Not only was it an item with a high perceived value, but it “matched the look and feel of the car that consumers were buying, and the colors on the brochure, so it really enforced the brand they’re seeing at the dealership and out in the marketplace,” says the distributor.

Retention Is Key in the Auto Market

For 20 years one promotional products distributor in the Midwest has handled a steady stream of orders from upwards of eight local car dealers in his area. “We’ve dealt with them through good and bad,” so to speak, says the distributor.

And, while market swings have affected orders, none of that has affected them so much as the recent shift in how dealers are targeting clients these days. In particular, the distributor says, where once dealers were more focused on promotions to bring new customers into their showrooms, these days their marketing strategies are more about keeping existing clients. In fact, Goldblatt says, mailers urging consumers to test drive vehicles are almost nonexistent in his area.

“The loyalty fight is on, for sure,” says Brian Bolain, national marketing communications manager for Lexus, based in Torrance, CA.  The company, he says, predicts as many as 1 million additional cars to be sold this year above last year’s sales.

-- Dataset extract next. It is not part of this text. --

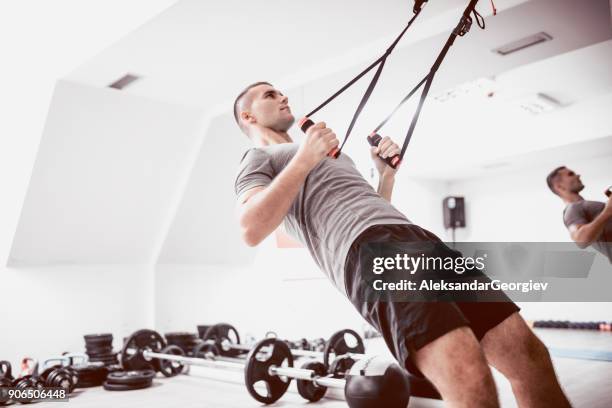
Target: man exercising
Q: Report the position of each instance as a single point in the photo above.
(327, 205)
(589, 222)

Still, “it’s more cost efficient to retain customers than to lose them and try to get them back,” he insists, adding that even though Lexus enjoys a loyal customer base with a retention rate upwards of 50%, they use regular promotional products and marketing campaigns to keep the clients they have.

In fact, Goldblatt works regularly with a local Lexus showroom and says the owner is more eager to market to existing customers with regular mailers and thank you gifts (think high-end umbrellas and travel mugs) meant to entice buyers back in.